Was für einen Internetzugang von welchem Unternehmen hast Du genau? Die besten aber auch teuersten sind die ADSL2+ Zugänge von China Telecom, am schlechtesten sind die LAN-Dosen in der Wohnung aufgrund des shared mediums. Dann gibts noch diverse Anbieter, die einfach ein TV- oder Netzwerkkabel in die Wohnung legen (soweit erlaubt, meist bei älteren Wohnsiedlungen), die sind für nationalen Traffic ganz gut haben aber overseas recht wenig Kapazitäten.

Davon abgesehen ist der Internetzugang selbst recht flott und modern, so lange es sich halt um domestic traffic handelt. Bei Verbindungen in die restliche Welt sollte man nicht allzu große Sprünge erwarten. Die tatsächliche Geschwindigkeit hängt vom Routing ab, was gerne auch mal wechselt. Die Bandbreite reicht von einer sehr geringen Geschwindigkeit bis ganz ordentliche 6 Mbit/s oder mehr.

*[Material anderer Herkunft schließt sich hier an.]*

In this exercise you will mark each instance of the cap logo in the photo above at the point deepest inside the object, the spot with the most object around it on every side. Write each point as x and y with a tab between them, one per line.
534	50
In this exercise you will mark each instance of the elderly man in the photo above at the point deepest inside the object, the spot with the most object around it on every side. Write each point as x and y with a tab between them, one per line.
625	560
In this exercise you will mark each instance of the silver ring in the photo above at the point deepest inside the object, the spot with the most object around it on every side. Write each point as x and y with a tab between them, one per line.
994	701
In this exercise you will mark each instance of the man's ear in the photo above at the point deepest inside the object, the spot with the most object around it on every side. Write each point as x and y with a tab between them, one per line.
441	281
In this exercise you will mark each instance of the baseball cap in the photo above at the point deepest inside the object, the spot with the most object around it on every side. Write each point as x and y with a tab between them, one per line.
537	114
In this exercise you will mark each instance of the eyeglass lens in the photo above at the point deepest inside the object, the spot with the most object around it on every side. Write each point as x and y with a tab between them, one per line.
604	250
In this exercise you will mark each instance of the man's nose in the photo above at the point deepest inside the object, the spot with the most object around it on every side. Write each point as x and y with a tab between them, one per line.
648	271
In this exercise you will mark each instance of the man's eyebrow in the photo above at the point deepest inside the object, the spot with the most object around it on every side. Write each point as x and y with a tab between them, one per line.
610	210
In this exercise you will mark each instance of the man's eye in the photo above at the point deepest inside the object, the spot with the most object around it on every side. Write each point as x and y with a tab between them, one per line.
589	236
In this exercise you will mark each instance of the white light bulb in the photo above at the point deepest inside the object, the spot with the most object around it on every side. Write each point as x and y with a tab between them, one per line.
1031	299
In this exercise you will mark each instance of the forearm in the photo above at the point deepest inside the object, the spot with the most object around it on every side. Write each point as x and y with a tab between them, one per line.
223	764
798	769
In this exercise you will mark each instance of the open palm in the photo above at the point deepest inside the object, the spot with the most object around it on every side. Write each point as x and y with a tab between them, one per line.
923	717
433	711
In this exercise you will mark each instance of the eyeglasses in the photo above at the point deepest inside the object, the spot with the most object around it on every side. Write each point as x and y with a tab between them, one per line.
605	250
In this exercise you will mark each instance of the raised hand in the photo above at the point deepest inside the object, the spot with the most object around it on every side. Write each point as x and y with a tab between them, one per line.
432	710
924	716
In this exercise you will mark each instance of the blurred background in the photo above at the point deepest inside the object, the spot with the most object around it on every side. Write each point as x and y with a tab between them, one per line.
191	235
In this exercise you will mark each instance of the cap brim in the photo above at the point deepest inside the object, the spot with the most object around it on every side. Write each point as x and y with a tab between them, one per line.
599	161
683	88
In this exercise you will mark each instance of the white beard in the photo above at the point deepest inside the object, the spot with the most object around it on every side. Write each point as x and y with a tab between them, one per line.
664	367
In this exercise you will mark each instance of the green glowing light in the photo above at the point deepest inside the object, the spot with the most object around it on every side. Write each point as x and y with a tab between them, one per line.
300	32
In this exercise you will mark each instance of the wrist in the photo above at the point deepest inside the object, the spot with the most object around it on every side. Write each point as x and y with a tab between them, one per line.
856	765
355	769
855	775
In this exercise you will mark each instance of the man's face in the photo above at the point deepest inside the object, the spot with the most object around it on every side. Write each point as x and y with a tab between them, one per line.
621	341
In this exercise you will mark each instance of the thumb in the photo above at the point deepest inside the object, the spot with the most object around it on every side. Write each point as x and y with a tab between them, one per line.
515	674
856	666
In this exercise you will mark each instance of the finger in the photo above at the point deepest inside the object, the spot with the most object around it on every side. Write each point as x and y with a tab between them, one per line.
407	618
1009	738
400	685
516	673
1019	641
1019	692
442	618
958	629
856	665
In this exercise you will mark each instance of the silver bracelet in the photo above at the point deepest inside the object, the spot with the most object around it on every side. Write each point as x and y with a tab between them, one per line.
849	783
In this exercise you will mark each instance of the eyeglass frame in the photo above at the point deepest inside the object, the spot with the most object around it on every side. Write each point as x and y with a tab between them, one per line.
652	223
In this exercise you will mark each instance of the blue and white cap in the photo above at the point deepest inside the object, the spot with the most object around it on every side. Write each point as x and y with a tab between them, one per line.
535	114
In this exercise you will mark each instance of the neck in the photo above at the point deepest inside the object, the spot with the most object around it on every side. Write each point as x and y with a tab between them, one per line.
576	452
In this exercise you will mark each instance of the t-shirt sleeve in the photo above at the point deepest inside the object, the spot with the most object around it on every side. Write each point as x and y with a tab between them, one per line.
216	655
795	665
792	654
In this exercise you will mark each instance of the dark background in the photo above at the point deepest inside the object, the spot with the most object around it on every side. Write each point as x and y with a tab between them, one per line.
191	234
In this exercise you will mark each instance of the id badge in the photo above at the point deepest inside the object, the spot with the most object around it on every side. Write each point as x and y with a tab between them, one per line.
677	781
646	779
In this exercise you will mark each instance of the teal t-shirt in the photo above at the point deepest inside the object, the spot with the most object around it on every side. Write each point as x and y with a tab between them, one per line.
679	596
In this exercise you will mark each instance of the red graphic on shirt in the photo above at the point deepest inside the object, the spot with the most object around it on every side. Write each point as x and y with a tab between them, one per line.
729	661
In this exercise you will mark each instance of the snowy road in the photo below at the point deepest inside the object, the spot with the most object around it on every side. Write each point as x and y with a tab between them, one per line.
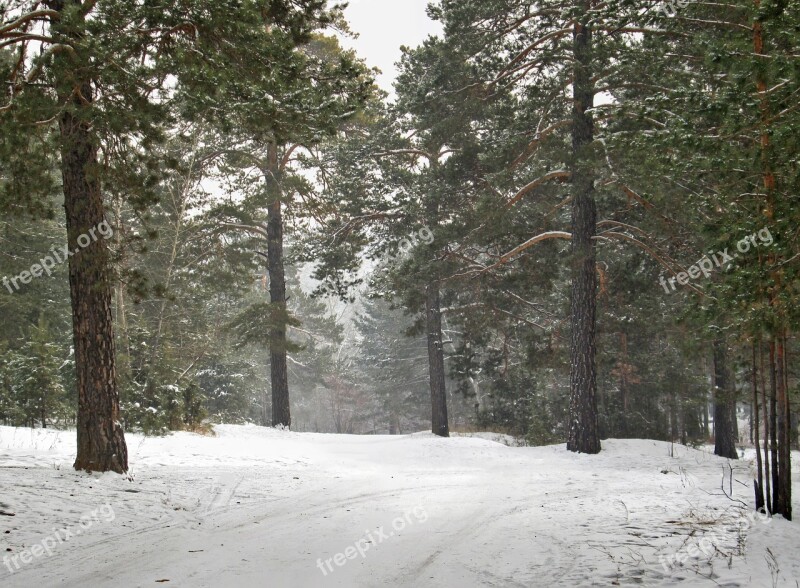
257	507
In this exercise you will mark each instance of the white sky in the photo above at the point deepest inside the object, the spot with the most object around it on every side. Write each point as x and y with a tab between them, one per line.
383	26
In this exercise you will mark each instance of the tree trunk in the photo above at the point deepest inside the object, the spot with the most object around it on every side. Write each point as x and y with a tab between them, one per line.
724	430
783	495
773	427
755	425
101	442
767	436
279	374
584	434
433	320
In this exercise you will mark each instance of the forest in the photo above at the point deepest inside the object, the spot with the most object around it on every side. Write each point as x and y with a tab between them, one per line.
570	221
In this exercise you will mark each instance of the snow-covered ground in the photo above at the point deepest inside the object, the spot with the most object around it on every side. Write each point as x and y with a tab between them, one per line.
259	507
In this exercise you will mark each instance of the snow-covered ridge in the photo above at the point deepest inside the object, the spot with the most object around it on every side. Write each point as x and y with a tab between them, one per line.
260	507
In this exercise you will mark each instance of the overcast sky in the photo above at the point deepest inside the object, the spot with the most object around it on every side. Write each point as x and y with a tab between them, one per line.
383	26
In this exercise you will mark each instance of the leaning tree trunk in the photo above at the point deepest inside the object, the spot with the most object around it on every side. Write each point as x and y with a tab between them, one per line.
433	324
279	375
101	442
584	435
724	430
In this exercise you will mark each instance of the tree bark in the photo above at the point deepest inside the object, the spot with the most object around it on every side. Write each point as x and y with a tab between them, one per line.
279	374
754	419
767	436
773	427
783	495
584	436
724	430
101	442
433	320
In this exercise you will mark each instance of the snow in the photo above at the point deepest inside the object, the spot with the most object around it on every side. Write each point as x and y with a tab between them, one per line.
260	507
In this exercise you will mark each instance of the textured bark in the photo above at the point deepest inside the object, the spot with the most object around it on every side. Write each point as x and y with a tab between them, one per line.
773	426
584	436
765	412
279	375
724	430
754	420
433	320
101	442
783	493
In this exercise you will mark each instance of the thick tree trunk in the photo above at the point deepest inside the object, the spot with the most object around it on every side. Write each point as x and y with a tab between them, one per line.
101	443
584	436
724	430
279	375
765	412
433	320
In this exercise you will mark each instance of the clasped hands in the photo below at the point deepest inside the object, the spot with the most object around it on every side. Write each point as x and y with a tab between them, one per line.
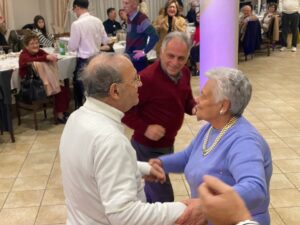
193	213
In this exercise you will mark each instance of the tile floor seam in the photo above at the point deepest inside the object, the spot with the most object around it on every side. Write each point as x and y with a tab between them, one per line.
43	195
15	178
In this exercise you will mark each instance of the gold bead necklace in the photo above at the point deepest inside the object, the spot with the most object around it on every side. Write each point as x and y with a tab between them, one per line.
206	150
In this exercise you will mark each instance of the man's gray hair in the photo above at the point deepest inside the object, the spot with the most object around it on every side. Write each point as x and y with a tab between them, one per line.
176	34
98	77
232	85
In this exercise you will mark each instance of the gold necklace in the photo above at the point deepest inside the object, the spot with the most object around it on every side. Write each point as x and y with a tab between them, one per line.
206	150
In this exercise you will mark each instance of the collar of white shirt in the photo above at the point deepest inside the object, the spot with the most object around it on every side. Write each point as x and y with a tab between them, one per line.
84	15
103	108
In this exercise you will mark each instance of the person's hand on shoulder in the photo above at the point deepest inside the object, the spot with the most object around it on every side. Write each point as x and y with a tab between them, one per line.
155	132
157	174
51	58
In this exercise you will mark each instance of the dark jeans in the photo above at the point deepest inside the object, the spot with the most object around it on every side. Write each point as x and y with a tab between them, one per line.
290	22
77	83
155	192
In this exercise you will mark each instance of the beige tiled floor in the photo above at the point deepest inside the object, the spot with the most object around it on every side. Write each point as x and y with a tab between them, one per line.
30	180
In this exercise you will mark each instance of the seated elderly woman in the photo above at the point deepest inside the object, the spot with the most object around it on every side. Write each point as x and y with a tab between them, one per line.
247	15
168	22
32	53
45	39
228	147
271	13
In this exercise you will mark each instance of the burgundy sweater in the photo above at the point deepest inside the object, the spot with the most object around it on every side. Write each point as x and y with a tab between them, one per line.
26	57
162	102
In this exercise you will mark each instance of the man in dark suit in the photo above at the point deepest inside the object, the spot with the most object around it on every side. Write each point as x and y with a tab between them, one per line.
111	25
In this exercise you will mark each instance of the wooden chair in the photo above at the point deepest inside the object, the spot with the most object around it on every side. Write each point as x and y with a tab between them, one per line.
34	106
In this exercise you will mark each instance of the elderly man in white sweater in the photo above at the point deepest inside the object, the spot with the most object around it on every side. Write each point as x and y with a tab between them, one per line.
290	20
101	178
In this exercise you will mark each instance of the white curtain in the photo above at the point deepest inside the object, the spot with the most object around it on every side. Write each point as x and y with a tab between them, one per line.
60	15
3	13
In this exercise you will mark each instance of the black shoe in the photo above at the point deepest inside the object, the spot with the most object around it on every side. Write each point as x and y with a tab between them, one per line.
61	120
66	115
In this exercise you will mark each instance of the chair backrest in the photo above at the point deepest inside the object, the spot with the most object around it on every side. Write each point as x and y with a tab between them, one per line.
252	37
15	39
270	31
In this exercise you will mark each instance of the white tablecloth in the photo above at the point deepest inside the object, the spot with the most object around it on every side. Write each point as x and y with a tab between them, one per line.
119	47
66	66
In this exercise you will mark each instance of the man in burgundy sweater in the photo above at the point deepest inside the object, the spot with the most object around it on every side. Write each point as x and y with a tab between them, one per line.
164	97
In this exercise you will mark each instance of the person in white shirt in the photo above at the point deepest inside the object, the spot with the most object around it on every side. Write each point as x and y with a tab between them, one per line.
87	35
102	180
290	21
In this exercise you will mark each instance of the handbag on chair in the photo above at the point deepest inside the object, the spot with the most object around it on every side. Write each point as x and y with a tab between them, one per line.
32	87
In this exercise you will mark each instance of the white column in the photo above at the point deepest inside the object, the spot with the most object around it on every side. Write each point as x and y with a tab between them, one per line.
218	35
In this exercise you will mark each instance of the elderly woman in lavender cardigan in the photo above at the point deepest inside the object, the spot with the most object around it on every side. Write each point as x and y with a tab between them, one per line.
228	146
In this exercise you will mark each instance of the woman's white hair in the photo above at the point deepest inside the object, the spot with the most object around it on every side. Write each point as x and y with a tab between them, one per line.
232	85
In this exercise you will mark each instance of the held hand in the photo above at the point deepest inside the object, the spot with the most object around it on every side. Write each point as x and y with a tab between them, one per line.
157	174
155	132
156	161
51	58
220	203
193	214
138	54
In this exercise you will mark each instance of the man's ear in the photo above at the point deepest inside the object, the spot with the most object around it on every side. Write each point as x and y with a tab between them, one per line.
114	91
225	106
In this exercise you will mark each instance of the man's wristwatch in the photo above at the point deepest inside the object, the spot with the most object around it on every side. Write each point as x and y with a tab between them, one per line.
248	222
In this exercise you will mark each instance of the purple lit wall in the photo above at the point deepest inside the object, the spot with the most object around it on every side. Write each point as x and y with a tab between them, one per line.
218	41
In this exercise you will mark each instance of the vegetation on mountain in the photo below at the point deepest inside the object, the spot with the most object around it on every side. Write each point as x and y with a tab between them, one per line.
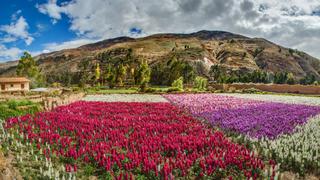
221	57
28	67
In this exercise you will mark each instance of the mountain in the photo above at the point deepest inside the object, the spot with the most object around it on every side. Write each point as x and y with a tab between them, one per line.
201	49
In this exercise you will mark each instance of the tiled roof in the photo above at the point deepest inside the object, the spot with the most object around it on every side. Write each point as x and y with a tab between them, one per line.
13	79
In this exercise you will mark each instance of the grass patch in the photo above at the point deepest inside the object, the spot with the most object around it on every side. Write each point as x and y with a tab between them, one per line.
112	91
14	108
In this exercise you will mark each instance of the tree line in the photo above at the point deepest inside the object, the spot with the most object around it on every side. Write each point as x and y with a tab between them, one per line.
121	67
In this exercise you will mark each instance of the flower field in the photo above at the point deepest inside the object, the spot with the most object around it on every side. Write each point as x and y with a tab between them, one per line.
288	133
126	140
174	136
280	98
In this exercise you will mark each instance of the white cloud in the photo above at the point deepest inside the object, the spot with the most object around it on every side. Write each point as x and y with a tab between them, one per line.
272	19
9	53
66	45
17	30
51	9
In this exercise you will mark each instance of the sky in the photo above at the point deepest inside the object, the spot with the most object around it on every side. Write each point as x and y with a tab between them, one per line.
49	25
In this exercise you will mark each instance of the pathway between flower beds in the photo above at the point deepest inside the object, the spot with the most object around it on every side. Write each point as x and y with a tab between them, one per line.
288	133
289	99
125	98
254	118
127	139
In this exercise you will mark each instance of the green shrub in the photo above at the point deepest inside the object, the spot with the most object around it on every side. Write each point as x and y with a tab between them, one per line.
174	89
178	83
14	108
201	83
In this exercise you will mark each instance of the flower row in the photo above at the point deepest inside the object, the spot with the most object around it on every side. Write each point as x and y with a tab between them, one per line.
288	99
153	139
256	119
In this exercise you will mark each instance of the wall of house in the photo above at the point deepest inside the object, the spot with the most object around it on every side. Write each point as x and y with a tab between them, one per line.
14	87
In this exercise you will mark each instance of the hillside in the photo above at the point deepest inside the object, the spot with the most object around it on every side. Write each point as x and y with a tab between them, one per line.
201	50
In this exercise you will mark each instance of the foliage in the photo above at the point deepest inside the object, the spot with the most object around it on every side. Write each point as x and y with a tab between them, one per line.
27	67
143	75
97	72
221	75
307	80
290	79
164	73
13	108
280	78
201	83
178	84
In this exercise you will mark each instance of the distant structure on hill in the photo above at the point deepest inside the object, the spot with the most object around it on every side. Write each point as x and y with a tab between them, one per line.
14	84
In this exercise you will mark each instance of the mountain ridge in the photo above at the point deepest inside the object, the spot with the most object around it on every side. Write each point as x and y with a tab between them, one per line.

VPN in China ist grundsätzlich nicht verboten, um den Unternehmen nicht die Kommunikation nicht abzudrehen. Auf der anderen Seite werden natürlich Privacy VPNs inkl. Tor bestmöglichst eingeschränkt. Das bedeutet, dass kommerzielle VPN Anbieter früher oder später auf IP-Basis geblockt werden und dass openVPN die schlechteste Wahl vom Protokoll her ist, die es überhaupt gibt. Die Pakete, selbst wenn sie über 443 laufen, lassen sich nämlich sehr leicht als VPN identifizieren und einschränken, zumal wird es bei Firmen so gut wie nicht verwendet wird. Die besten Ergebnisse erzielt man in China mit PPTP, welches in China selbst verbreitet ist und auch in vielen Unternehmensumgebungen eingesetzt wird bzw. wurde.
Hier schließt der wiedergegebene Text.